Exhibit 5.1
+1 617 526 6000 (t)
+1 617 526 5000 (f)
July 21, 2022
Verve Therapeutics, Inc.
500 Technology Square, Suite 901
Cambridge, MA, 02139
Re: | Registration Statement on Form S-3 |
Ladies and Gentlemen:
This opinion is being furnished to you in connection with (i) the Registration Statement on Form S-3 (File No. 333-265996) (the “Registration Statement”), filed by Verve Therapeutics, Inc., a Delaware corporation (the “Company”), with the Securities and Exchange Commission (the “Commission”) for the purpose of registering with the Commission under the Securities Act of 1933, as amended (the “Securities Act”), among other things, shares of the Company’s common stock, $0.001 par value per share (the “Common Stock”), which may be issued from time to time on a delayed or continuous basis pursuant to Rule 415 under the Securities Act at an aggregate initial offering price not to exceed $400,000,000, as set forth in the Registration Statement and the base prospectus contained therein (the “Base Prospectus”), (ii) the preliminary prospectus supplement, dated July 20, 2022 (the “Preliminary Prospectus Supplement”) and (iii) the prospectus supplement, dated July 20, 2022 (the “Prospectus Supplement” and, together with the Preliminary Prospectus Supplement, the “Prospectuses”) relating to the issuance and sale pursuant to the Registration Statement of up to 9,583,334 shares of Common Stock, including up to 1,250,000 shares issuable upon exercise of an option to purchase additional shares granted by the Company (collectively, the “Shares”).
The Shares are to be issued and sold by the Company pursuant to an underwriting agreement dated July 20, 2022 (the “Underwriting Agreement”) by and among the Company and J.P. Morgan Securities LLC, Jefferies LLC, Guggenheim Securities, LLC and William Blair & Company, L.L.C., as representatives of the underwriters named in the Underwriting Agreement, which is being filed with the Commission as Exhibit 1.1 to the Company’s Current Report on Form 8-K, filed on the date hereof.
We are acting as counsel for the Company in connection with the issue and sale by the Company of the Shares.
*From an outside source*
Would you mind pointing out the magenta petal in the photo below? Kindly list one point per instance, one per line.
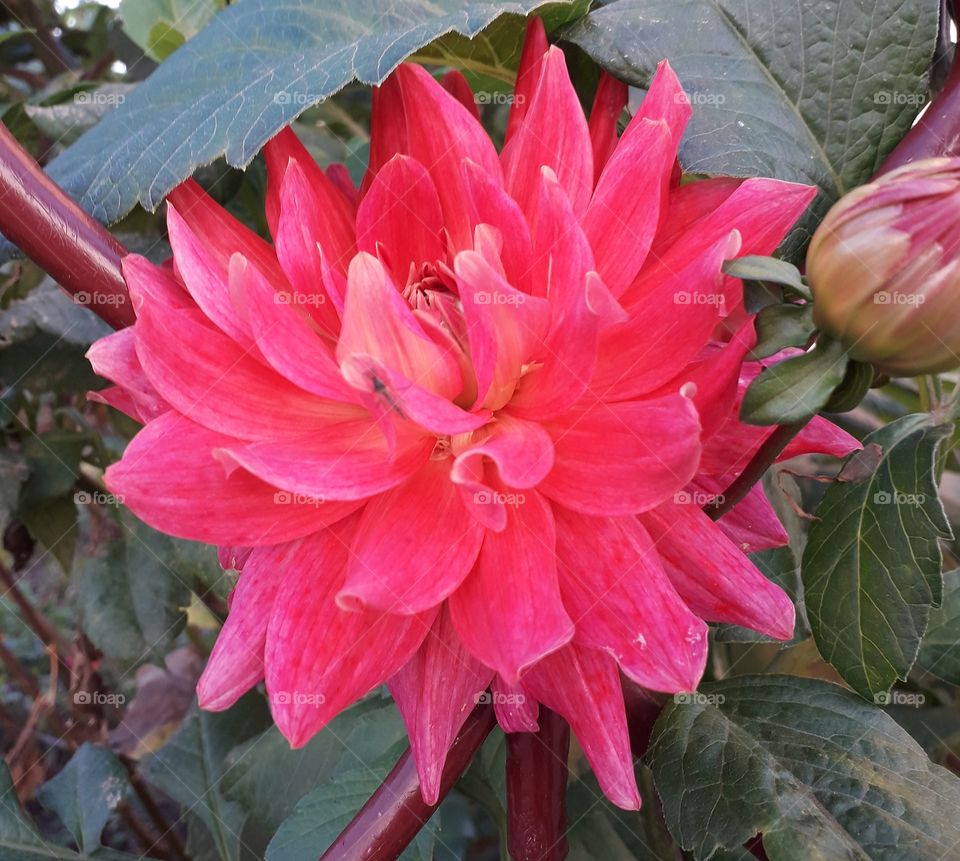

We have examined signed copies of the Registration Statement and the Base Prospectus and the Prospectuses, each as filed with the Commission. We have also examined and relied upon the Underwriting Agreement, minutes of meetings and actions of the stockholders and the Board of Directors of the Company, including the committees thereof, as provided to us by the Company, the Restated Certificate of Incorporation and Amended and Restated Bylaws of the Company, each as restated and/or amended to date, and such other documents as we have deemed necessary for purposes of rendering the opinions hereinafter set forth.